Anti-Asian violence has always existed and is cyclical, but it requires a stimulus, Woo, the Northeastern law professor, points out.
“It pops up especially during periods of economic and political strain when the blame is directed at Asians,” she says, citing the 1800s when Chinese immigrants came to the United States for low-wage jobs to the Vietnam War through trade disputes with Japan.

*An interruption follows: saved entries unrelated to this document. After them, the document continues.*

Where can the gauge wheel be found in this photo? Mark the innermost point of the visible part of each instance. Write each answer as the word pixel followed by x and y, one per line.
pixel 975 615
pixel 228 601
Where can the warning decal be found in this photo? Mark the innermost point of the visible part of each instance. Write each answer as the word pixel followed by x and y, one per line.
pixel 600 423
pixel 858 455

The Northeastern law school’s Asian Pacific American Law Students Association pinpoints COVID-19 for the latest aggressions, saying in a statement that hate crimes are escalating in number and severity. “They have been fueled by anti-Asian rhetoric around the coronavirus pandemic,” the group says.
A law school graduate, Elaine Song, once wrote a report, To Live in Peace…Responding to anti-Asian violence in Boston. It was dedicated to a 27-year-old Chinese American from Michigan who, according to the publication, was beaten to death with a baseball bat on the eve of his wedding. Song’s report is dated October 1987.
Up until last year, Georgia was one of a few states that didn’t have a hate crimes law. That changed after Ahmaud Arbery, a 25-year-old Black man, was shot dead after being chased by three white men in February of 2020. The high-profile case prompted the state legislature to act, and the Georgia spa shootings are the law’s first real test.
But hate crimes statutes differ among states, and not all of them cover transgender people, says Michael Meltsner, the George J. and Kathleen Waters Matthews distinguished professor of law at Northeastern. Elevating a charge to a hate crime increases the length of time behind bars because of a 1993 Supreme Court ruling in Wisconsin v. Mitchell.
The high court upheld a Wisconsin hate crime statute that allowed longer prison times if a criminal chose their victim on the basis of race, religion, color, disability, sexual orientation, national origin, or ancestry. The case stemmed from an assault by a group of young Black men on a 14-year-old white boy in October of 1989.
But bias cases are also implemented to varying degrees, leading to under-enforcement, Meltsner points out.
“Police would have to identify it and the prosecution would have to advance it and make the proof,” says Meltsner. “We find that this doesn’t happen nearly as often as hate crimes are committed, so the real problem is enforcement.”
Given the widespread media coverage of the massage salon case, Meltsner sees a situation where the Justice Department potentially takes on a larger role. He pointed to the fact that within days of the shootings the Biden administration sent legislation to Congress that would expedite the federal government’s response to the rise of hate crimes during the pandemic. The measure would also support state and local governments to improve hate crimes reporting.
“That’s a heartening step in the right direction,” Meltsner adds.